Karşıt Fikre Saygı

Hoşgörülü olmanın faydaları
Karşı fikre saygı duymak

Karşıt fikre saygı en zor mesleklerdendir. Meslek diyorum çünkü belirli merhaleler geçerek öğrenilebilecek bir davranış biçimidir. Yine meslekler gibi hiçbir insanın onu öğrenmesi de bitmemekte. Sonu yoktur onu öğrenmenin, bütün ömür boyu devam eder. Ne kadar hoşgörü sahibi olsak da her seferinde daha ulaşmamız gereken bir üst derecesi vardır. Hele ki karşımızdaki insan şahsi fikrimizi aşağılayıp hor görmeye başladığı vakit bütün tahammülümüz çöker ve akıldan ziyade refleksimizle reaksiyon gösteririz.

İnsan doğası gereği farklıya mesafelidir. Görüp geçirdiği nispette ondan olmayanın özelliklerini kabul etmeye başlar. Bazen bu davranışları kendi de yapmaya başlar; bazen de yapmasa dahi çok umursamaz. Hele ki gündelik hayatın içerisinde sürekli farklılıkla muhatap oluyorsa onu bir düşman olarak görmez. Ta ki daha önce hiç görüp duymadığı, kendi bildiğine ters düşecek yeni bir fikir duyuncaya kadar…

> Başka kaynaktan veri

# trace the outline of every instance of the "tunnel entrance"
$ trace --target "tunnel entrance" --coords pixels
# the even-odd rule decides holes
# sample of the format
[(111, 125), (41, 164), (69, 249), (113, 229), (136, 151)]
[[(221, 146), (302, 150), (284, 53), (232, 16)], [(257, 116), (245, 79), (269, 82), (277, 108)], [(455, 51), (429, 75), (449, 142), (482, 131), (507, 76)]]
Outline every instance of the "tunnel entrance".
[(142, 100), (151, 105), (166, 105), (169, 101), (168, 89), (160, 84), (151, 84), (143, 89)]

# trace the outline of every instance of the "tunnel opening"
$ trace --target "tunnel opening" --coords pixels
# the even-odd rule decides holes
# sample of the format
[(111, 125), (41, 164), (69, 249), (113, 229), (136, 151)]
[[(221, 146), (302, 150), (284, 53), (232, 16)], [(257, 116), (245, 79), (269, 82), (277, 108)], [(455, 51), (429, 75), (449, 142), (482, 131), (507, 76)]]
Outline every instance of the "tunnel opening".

Bizlerin insan olarak kaçırdığı şey tam da bu noktadır. Binlerce yıldır uğraşa uğraşa bir kültür, medeniyet inşa etmiş insanoğlu bunu nasıl gerçekleştirmiştir? Fikirlerle. Bu fikirler de bir anda meydana gelmiş değildir. Karşı çıkılmış, benimsenmemiş, düzeltilmeye uğramış, bir diyalektik içerisinde bugünkü haline gelmiş. Hepimiz kilisenin Galileo’ya yaptığını ya da Hülagu’nun Bağdat Kütüphanesi’ne reva gördüğünü biliriz. Hatta Peygamberlerin dışlanışı, Sokrates’in başına gelenler… Örnek çoğaltılır. İşte bu olaylar o günler özelinde alışılagelmemiş karşıt fikirler olmalarından dolayı ciddi reaksiyona sebep olmuş fakat uzun vadede önceki fikirlerin üzerine yenilerinin inşa edile edile bugüne gelmemize vesile olmuştur.

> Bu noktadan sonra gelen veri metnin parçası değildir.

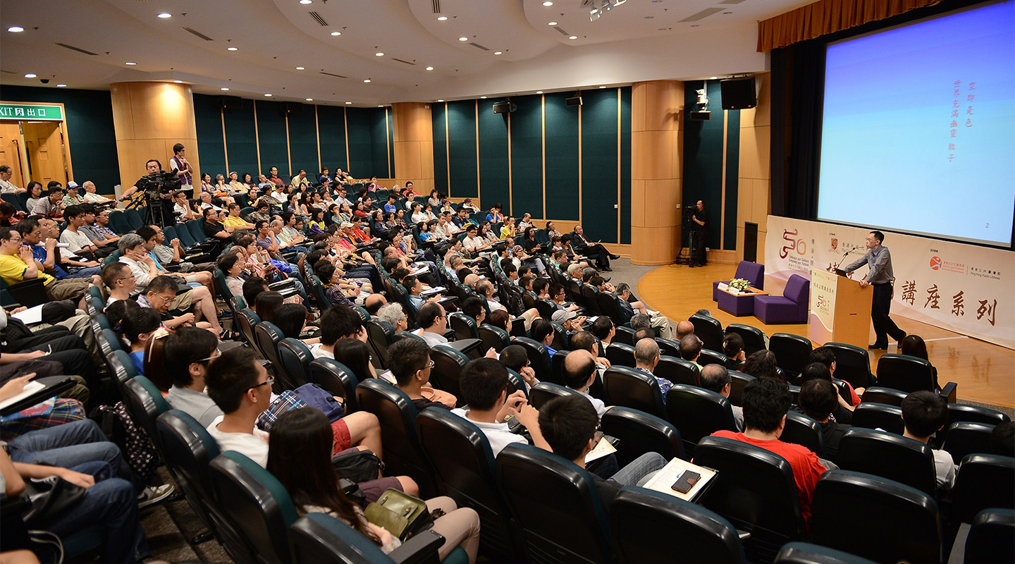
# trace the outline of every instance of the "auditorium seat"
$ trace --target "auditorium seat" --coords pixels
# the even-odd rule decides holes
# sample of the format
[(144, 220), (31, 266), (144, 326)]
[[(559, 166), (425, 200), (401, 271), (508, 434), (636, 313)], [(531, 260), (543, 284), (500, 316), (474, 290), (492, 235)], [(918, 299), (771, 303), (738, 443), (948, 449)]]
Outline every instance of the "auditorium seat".
[(626, 486), (617, 494), (610, 506), (610, 535), (621, 564), (746, 562), (730, 521), (700, 505), (645, 488)]
[(941, 564), (934, 496), (899, 482), (826, 472), (814, 486), (810, 526), (812, 542), (877, 562)]
[(719, 472), (701, 504), (750, 533), (744, 549), (751, 562), (771, 562), (780, 548), (806, 536), (793, 469), (786, 459), (759, 446), (705, 437), (694, 464)]
[(606, 410), (600, 430), (620, 439), (617, 465), (623, 468), (646, 452), (657, 452), (667, 461), (687, 460), (680, 431), (665, 419), (620, 406)]
[(497, 456), (496, 478), (532, 562), (615, 562), (606, 512), (585, 469), (514, 443)]
[(806, 324), (811, 282), (794, 274), (781, 296), (755, 296), (754, 314), (765, 325)]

Bunun yanında insanlığın gelişmesi sürecinde az önceki yüksek direnç görülen zamanlar haricinde; düşüncelerin belli bir serbestiyete sahip olduğu karşıt fikre saygı duyulan, hoşgörülü, demokrat zamanlar da olmuştur. Bu zamanlar da insanlık medeniyetinin en hızlı geliştiği zamanlar olarak kayda geçmiştir.(Antik Yunan, Rönesans vs.) bize aslında işin sırrını veriyor bu kısım: karşıt fikrin tahammülünün geliştiği zamanlar gelişimin de hızlandığı zamanlar olmaktadır. Sadece insanlık için değil insanın şahsı için de aynı durum geçerli değil mi? Karşıdakine saygı, tahammül, hoşgörü bizim şahsiyetimizi yükseltmez mi? Kelebek etkisi misali bizden çıkan iyi niyet başkalarına da sirayet etmez mi?

Farklı düşünceye genelde kapalıyızdır ve kolay kolay alışamayız.
Farklı Düşünceye Kapalılık

Biz memlekette şu anda en çok bu düşünceyi arıyoruz. Saygı, tahammül, hoşgörü… Futbol taraftarından siyasilere, yaşam tarzından köy kentliye birbirimize tahammüllü davranmıyoruz. Kolay başarabileceğimiz, bir anda becerebileceğimiz de bir süreç değil maalesef. Çünkü ilk paragrafta da söylediğimiz gibi merhaleleri olan bir süreç bu davranış. Bizim oraları aşmak için daha çok uğraşmamız gerek. Bu uğraşı da elbette kişisel hayatımızdan başlayacaktır. Sırf bizden farklı düşünüyor diye birini hor görmemek iyi bir başlangıç mesela.